The U.S. government posted a budget deficit of $139 billion in May, 11 percent higher than a year ago and above economists' expectations, partly because of temporary calendar adjustments, the Treasury Department said.
May has had a deficit for 54 out of the last 59 years, a Treasury official said, as it is typically the month when the government refunds tax payments to U.S. citizens.
But so far this fiscal year, which began in October, the government budget deficit has shrunk faster than expected, standing at $626 billion at the end of May, 26 percent lower than the deficit in May 2012.
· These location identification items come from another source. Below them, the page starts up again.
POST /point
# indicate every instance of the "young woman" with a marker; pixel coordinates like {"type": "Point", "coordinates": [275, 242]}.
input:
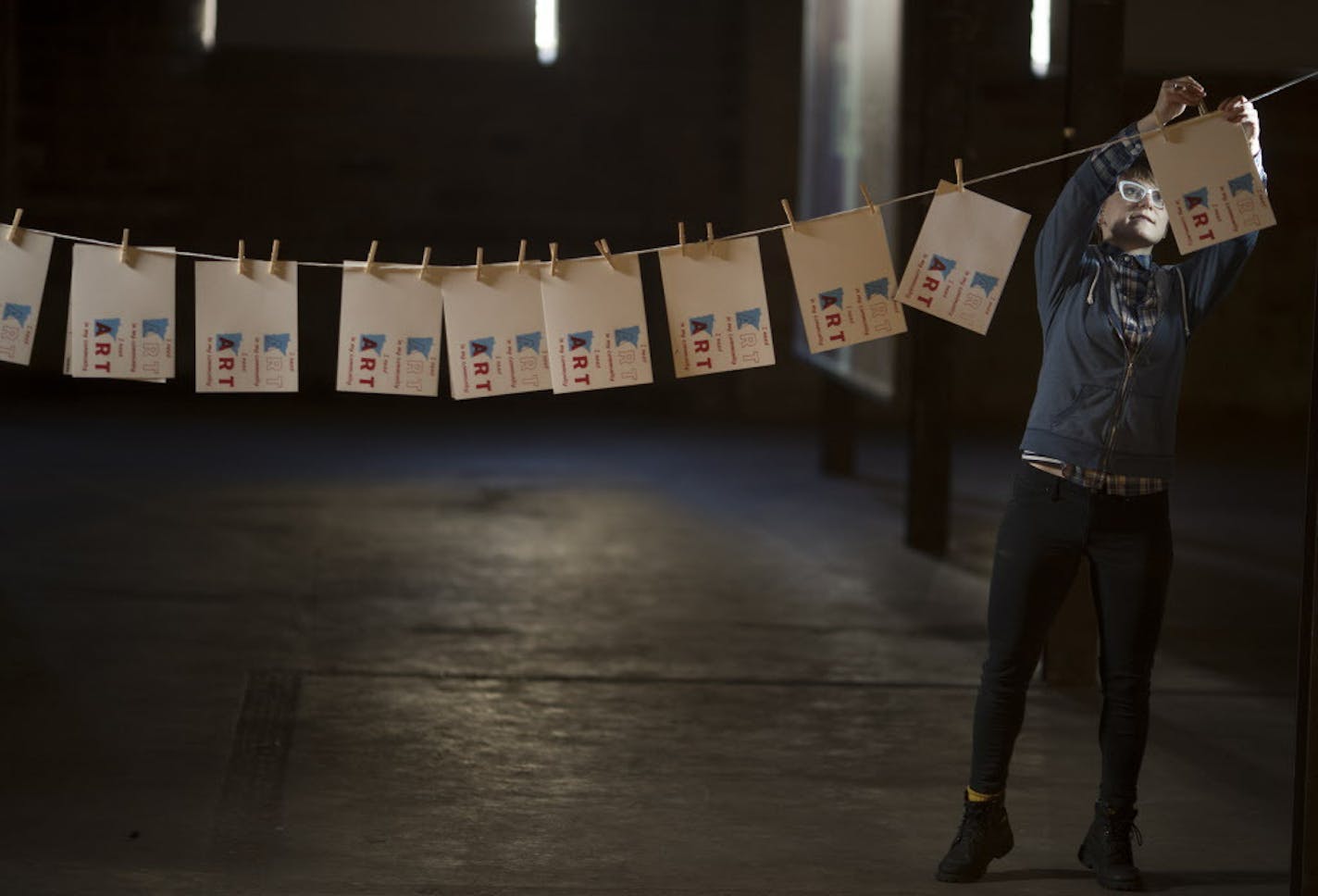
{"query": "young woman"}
{"type": "Point", "coordinates": [1096, 464]}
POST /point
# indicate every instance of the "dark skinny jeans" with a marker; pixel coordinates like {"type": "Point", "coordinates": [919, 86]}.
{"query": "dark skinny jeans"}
{"type": "Point", "coordinates": [1048, 526]}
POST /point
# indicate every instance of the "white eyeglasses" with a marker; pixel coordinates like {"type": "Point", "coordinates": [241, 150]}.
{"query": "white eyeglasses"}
{"type": "Point", "coordinates": [1135, 192]}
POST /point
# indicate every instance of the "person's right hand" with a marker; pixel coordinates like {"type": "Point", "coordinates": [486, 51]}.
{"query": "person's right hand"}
{"type": "Point", "coordinates": [1175, 95]}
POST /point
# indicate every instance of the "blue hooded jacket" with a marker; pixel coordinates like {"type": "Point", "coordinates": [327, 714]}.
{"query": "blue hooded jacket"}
{"type": "Point", "coordinates": [1100, 404]}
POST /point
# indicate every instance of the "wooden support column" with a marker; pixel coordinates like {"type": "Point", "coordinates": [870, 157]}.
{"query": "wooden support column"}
{"type": "Point", "coordinates": [1304, 845]}
{"type": "Point", "coordinates": [936, 107]}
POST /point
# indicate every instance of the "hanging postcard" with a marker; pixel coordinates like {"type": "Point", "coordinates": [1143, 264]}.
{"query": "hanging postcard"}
{"type": "Point", "coordinates": [963, 255]}
{"type": "Point", "coordinates": [844, 279]}
{"type": "Point", "coordinates": [389, 330]}
{"type": "Point", "coordinates": [717, 310]}
{"type": "Point", "coordinates": [494, 327]}
{"type": "Point", "coordinates": [1209, 180]}
{"type": "Point", "coordinates": [594, 319]}
{"type": "Point", "coordinates": [22, 276]}
{"type": "Point", "coordinates": [121, 315]}
{"type": "Point", "coordinates": [247, 327]}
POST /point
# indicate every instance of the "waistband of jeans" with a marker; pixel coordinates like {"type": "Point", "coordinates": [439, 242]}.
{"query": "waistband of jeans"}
{"type": "Point", "coordinates": [1062, 485]}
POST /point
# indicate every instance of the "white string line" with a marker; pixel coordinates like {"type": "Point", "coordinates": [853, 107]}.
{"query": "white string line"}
{"type": "Point", "coordinates": [637, 252]}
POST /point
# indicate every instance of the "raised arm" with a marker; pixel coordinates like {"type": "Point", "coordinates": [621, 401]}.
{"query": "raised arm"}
{"type": "Point", "coordinates": [1066, 232]}
{"type": "Point", "coordinates": [1210, 273]}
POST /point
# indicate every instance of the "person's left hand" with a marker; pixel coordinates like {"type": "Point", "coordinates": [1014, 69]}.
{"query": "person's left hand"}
{"type": "Point", "coordinates": [1240, 111]}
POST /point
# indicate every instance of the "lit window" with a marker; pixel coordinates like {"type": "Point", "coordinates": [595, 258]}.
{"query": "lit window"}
{"type": "Point", "coordinates": [1040, 37]}
{"type": "Point", "coordinates": [547, 31]}
{"type": "Point", "coordinates": [207, 24]}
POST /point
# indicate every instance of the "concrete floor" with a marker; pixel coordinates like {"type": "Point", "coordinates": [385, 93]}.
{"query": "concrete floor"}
{"type": "Point", "coordinates": [642, 658]}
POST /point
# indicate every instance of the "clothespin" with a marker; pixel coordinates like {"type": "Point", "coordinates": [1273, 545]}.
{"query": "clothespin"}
{"type": "Point", "coordinates": [787, 207]}
{"type": "Point", "coordinates": [867, 201]}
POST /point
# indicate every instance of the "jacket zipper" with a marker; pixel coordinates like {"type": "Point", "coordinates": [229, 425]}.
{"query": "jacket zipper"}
{"type": "Point", "coordinates": [1110, 443]}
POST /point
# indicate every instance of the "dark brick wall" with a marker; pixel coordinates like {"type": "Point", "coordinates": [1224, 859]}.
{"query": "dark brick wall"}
{"type": "Point", "coordinates": [654, 112]}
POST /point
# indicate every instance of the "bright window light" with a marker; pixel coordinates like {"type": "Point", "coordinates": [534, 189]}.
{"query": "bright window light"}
{"type": "Point", "coordinates": [547, 31]}
{"type": "Point", "coordinates": [1040, 37]}
{"type": "Point", "coordinates": [208, 15]}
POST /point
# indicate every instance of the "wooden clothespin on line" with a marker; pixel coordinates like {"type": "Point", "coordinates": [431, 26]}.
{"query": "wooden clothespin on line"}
{"type": "Point", "coordinates": [787, 208]}
{"type": "Point", "coordinates": [869, 202]}
{"type": "Point", "coordinates": [603, 245]}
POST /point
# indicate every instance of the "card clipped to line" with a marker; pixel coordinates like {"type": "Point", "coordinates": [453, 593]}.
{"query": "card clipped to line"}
{"type": "Point", "coordinates": [1209, 180]}
{"type": "Point", "coordinates": [844, 279]}
{"type": "Point", "coordinates": [247, 329]}
{"type": "Point", "coordinates": [717, 308]}
{"type": "Point", "coordinates": [594, 319]}
{"type": "Point", "coordinates": [494, 327]}
{"type": "Point", "coordinates": [963, 255]}
{"type": "Point", "coordinates": [121, 315]}
{"type": "Point", "coordinates": [22, 277]}
{"type": "Point", "coordinates": [389, 330]}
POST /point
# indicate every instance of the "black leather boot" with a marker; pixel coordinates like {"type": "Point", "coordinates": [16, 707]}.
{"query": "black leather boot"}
{"type": "Point", "coordinates": [1107, 848]}
{"type": "Point", "coordinates": [984, 836]}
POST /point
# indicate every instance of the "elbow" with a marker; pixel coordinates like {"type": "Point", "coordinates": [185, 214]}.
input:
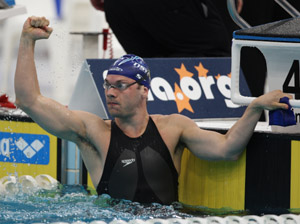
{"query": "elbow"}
{"type": "Point", "coordinates": [231, 156]}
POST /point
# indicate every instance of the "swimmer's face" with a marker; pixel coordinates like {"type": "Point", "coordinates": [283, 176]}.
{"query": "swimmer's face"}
{"type": "Point", "coordinates": [123, 95]}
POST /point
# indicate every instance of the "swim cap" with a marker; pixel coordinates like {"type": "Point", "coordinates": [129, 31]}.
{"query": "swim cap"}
{"type": "Point", "coordinates": [133, 67]}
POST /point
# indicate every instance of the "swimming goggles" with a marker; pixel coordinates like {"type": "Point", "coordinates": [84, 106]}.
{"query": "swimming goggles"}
{"type": "Point", "coordinates": [120, 85]}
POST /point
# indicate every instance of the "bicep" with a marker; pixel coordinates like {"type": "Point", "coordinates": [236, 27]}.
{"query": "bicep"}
{"type": "Point", "coordinates": [204, 144]}
{"type": "Point", "coordinates": [56, 118]}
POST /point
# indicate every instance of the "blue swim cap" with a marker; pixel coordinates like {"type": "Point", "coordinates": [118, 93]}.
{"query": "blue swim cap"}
{"type": "Point", "coordinates": [133, 67]}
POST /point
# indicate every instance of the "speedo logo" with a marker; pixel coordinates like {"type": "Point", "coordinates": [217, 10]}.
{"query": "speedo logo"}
{"type": "Point", "coordinates": [191, 87]}
{"type": "Point", "coordinates": [127, 162]}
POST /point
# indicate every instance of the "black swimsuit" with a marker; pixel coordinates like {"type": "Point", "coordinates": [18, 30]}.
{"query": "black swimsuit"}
{"type": "Point", "coordinates": [139, 169]}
That is largely due to a 15 percent increase in tax receipts compared to last year, at $1.8 trillion, while spending has increased by only 1 percent. Revenues have been boosted because payroll tax cuts expired, taxes went up on richer Americans and the economy has started to recover.
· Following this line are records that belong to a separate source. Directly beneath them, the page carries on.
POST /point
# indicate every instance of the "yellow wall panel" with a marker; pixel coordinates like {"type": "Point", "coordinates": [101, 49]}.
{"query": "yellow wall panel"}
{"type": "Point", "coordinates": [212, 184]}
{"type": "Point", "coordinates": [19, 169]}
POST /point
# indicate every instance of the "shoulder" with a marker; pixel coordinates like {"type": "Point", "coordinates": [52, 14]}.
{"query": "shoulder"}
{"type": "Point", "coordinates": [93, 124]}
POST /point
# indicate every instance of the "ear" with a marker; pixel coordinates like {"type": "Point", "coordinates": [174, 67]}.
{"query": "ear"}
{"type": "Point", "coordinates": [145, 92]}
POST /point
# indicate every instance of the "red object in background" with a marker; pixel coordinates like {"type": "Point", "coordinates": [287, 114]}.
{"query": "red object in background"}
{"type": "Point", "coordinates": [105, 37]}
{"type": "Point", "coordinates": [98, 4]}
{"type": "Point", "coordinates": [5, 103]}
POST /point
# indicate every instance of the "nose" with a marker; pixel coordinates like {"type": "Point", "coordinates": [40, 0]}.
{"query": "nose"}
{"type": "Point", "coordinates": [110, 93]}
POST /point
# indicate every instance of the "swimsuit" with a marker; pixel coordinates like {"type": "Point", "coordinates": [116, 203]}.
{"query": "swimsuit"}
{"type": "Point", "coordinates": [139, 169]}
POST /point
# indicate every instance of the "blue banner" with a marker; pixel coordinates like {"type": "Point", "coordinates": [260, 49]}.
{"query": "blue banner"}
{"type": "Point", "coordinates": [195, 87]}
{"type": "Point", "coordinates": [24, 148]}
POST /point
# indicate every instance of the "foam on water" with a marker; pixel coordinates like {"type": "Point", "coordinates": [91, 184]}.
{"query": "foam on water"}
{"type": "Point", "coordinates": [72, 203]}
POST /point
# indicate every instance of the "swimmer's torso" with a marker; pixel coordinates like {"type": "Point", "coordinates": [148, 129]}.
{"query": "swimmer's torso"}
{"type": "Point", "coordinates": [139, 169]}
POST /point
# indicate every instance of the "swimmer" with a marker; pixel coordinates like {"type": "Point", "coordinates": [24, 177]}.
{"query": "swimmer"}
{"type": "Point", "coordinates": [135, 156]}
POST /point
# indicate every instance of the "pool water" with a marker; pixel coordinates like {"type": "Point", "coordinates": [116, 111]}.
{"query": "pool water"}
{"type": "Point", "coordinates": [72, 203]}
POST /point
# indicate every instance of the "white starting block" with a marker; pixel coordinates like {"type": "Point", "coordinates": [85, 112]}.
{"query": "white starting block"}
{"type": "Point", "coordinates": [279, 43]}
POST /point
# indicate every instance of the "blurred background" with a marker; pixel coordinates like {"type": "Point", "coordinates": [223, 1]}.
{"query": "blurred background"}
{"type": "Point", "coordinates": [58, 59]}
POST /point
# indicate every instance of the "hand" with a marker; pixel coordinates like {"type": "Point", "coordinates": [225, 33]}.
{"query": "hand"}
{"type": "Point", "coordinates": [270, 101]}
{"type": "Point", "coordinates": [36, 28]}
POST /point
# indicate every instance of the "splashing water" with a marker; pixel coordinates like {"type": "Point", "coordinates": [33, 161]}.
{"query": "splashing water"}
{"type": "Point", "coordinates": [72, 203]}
The Congressional Budget Office last month estimated the United States is on track for its first deficit below $1 trillion since President Barack Obama came into office. The deficit should fall to 4 percent of GDP this year, less than half the shortfall in 2009, the CBO said.
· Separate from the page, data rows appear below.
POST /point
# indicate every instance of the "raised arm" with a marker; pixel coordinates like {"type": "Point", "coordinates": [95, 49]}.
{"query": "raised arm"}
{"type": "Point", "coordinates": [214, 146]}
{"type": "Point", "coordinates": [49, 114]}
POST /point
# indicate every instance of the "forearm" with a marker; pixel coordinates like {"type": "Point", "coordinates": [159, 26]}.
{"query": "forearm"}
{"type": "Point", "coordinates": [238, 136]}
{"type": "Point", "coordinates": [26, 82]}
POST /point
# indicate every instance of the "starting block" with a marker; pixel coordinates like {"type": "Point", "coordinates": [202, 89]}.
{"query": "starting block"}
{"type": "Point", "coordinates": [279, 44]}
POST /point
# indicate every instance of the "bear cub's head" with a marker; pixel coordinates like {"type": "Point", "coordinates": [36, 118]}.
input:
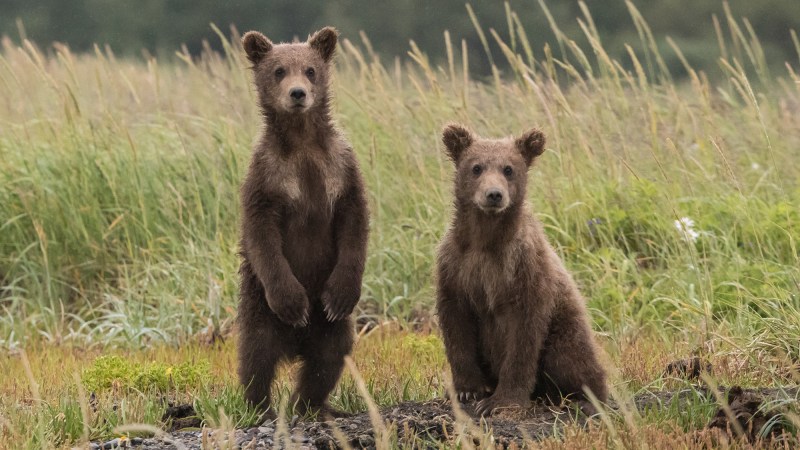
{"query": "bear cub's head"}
{"type": "Point", "coordinates": [291, 78]}
{"type": "Point", "coordinates": [491, 174]}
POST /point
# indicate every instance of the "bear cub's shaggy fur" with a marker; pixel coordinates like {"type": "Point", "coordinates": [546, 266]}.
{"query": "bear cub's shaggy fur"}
{"type": "Point", "coordinates": [304, 227]}
{"type": "Point", "coordinates": [513, 322]}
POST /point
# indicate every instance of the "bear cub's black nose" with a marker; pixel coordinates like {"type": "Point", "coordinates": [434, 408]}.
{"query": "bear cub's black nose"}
{"type": "Point", "coordinates": [297, 94]}
{"type": "Point", "coordinates": [494, 196]}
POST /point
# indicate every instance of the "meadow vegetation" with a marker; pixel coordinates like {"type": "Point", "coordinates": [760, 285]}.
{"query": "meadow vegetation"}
{"type": "Point", "coordinates": [673, 200]}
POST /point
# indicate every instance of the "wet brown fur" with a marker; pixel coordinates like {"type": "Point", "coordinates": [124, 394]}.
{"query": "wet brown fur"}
{"type": "Point", "coordinates": [304, 227]}
{"type": "Point", "coordinates": [513, 322]}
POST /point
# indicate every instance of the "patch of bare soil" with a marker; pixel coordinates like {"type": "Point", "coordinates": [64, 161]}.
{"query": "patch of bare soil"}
{"type": "Point", "coordinates": [433, 422]}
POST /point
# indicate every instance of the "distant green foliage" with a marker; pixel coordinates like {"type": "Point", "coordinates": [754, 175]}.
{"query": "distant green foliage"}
{"type": "Point", "coordinates": [116, 372]}
{"type": "Point", "coordinates": [161, 27]}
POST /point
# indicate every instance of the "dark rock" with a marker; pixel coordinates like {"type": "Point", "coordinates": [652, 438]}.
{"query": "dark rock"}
{"type": "Point", "coordinates": [689, 369]}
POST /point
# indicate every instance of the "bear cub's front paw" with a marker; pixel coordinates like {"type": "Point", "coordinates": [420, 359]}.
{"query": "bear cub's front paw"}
{"type": "Point", "coordinates": [340, 297]}
{"type": "Point", "coordinates": [291, 306]}
{"type": "Point", "coordinates": [471, 389]}
{"type": "Point", "coordinates": [497, 401]}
Standard & Poor's on Monday revised the U.S. credit outlook to stable from negative, citing an improved economic and fiscal outlook.
The better state of the government's finances will likely be a factor in budget battles in Congress over whether further belt-tightening is needed.
Tax receipts last month, at $197 billion, were 9 percent higher than receipts in May 2012. Government spending was $336 billion in May, above the year-ago level of $305 billion, partly due to calendar adjustments that shifted $33 billion in benefits payments from June into May because June 1 fell on a Saturday.
Adjusting for calendar changes, the U.S. May budget gap would be $110 billion, versus $125 billion in May 2012.
In the past seven months, government spending has increased 1 percent to $2.4 trillion compared to the same period last year.